Yesterday, the troubled department store, DJs, started weighing up the numbers, calling in property valuers to put a price on its CBD stores in Sydney and Melbourne, according to newspaper reports. It was good news: the four stores could be worth as much as $1 billion, and at least $600 million.

It is $600 million that DJs’ could certainly use, says Simon Rumbold, director of property economics at retail consultancy, Urbis. “There is a lot David Jones can do with $600 million,” Rumbold says. “Retailers should be using their capital to conduct their retail opportunity, particularly if they are a public company. Or, they can return the capital to investors, who could invest in a property trust for a better return.”
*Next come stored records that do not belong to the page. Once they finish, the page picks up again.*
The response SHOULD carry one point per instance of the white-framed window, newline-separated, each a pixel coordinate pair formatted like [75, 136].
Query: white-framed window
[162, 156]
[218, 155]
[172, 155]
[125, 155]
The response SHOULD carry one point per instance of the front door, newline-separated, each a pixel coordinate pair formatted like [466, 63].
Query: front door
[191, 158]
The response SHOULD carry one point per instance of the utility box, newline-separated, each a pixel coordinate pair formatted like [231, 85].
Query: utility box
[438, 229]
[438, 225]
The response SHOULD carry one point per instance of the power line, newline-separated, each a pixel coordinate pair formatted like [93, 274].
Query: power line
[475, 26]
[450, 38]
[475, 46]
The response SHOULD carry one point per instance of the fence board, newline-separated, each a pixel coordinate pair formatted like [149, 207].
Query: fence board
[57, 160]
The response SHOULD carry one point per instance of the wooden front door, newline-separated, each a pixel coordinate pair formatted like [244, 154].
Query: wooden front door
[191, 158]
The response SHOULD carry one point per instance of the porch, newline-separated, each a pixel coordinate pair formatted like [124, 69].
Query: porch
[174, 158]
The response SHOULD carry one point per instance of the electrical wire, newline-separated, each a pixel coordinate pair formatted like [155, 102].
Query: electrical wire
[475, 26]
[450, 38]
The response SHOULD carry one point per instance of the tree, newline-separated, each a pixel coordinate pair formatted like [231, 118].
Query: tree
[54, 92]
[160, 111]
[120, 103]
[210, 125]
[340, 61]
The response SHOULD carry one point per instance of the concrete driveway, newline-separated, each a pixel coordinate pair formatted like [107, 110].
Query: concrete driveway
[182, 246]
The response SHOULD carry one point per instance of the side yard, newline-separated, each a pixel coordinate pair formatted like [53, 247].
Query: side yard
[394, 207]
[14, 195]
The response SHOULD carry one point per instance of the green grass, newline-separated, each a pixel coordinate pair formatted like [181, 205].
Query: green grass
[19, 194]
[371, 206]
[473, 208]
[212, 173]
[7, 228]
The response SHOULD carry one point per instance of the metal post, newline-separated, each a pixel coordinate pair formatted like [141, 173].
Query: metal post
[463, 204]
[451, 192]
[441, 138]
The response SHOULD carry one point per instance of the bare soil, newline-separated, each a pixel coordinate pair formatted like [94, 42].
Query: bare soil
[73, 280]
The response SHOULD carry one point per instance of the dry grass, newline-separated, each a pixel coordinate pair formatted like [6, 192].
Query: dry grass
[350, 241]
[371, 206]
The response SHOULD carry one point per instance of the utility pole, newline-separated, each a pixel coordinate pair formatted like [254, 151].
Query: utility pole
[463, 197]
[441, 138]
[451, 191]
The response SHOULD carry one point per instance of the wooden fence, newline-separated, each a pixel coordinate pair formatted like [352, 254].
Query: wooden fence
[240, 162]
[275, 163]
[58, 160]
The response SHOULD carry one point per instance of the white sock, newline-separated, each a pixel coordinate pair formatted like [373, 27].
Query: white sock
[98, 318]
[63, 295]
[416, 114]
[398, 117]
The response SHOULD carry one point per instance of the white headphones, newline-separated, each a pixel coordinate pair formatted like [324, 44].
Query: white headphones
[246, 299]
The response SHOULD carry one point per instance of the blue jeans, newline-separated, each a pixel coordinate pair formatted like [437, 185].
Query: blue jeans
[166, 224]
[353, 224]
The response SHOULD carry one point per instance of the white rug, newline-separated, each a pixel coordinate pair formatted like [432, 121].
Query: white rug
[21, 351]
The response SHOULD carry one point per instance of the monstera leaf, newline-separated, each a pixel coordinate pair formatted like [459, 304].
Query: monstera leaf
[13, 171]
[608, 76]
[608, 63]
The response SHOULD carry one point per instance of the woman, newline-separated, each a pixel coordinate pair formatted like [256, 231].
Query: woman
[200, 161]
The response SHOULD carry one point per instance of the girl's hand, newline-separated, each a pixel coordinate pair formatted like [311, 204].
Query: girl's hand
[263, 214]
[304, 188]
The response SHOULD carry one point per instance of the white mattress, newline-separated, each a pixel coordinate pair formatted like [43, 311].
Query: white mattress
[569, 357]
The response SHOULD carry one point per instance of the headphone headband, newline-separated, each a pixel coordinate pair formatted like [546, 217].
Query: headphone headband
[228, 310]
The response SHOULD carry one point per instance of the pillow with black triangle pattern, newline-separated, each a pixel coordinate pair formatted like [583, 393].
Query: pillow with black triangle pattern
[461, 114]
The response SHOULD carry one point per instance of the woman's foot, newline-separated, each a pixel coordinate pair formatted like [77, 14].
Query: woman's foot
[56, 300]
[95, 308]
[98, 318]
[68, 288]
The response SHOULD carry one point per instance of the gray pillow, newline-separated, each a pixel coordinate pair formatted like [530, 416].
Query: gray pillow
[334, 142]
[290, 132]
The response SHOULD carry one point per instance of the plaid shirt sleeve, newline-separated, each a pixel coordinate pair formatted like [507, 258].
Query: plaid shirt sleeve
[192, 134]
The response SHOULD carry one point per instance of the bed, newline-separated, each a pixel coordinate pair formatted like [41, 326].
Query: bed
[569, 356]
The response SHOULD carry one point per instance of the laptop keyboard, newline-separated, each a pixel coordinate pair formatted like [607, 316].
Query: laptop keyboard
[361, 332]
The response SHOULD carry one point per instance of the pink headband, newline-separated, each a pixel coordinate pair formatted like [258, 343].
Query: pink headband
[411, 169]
Many leading companies are essential sitting on a pot of gold – their property portfolio – but the business case for selling property is a complex one. For example, DJs sold its CBD stores in the 1990s on a lease-back arrangement, but the rentals went up so much and the interest rates were so low at the time, it was cheaper for them to buy the stores back and pay out the leases’ contracts. “In terms of property values and capital gain, I am sure they would have done very well on that deal,” Rumbold says.

Today, property values are not as predicable. Property is no longer a sure-fire asset delivering capital gains.

Most retailers do not own their premises (although it is more common in America). Most retailers lease stores from shopping centres, including DJs and Myers. The exceptions are retailers such as DJs, Harvey Norman, Coles and Woolworths, which all have property portfolios. (It is only in the two major CBDs that DJs owns its stores.)

Department stores get very good rental deals in these centres because they are ‘anchor tenants’. They typically pay a rental of 5% of sales, compared to smaller retailers who pay around 17% of sales, says retail researcher and consultant, Michael Baker. “The logic of that an anchor tenant draws pedestrian traffic, which goes into speciality stores. That is the theory.”

The problem is that rents rise, even when sales are flat or falling as they have been for DJs, most retailers and many other companies for the past few years.

Companies that own their stores or offices don’t face rent hikes that gouge their profits. It gives them flexibility to ride out some ups and downs. “You really control your cash flow, and expenses,” Rumbold says.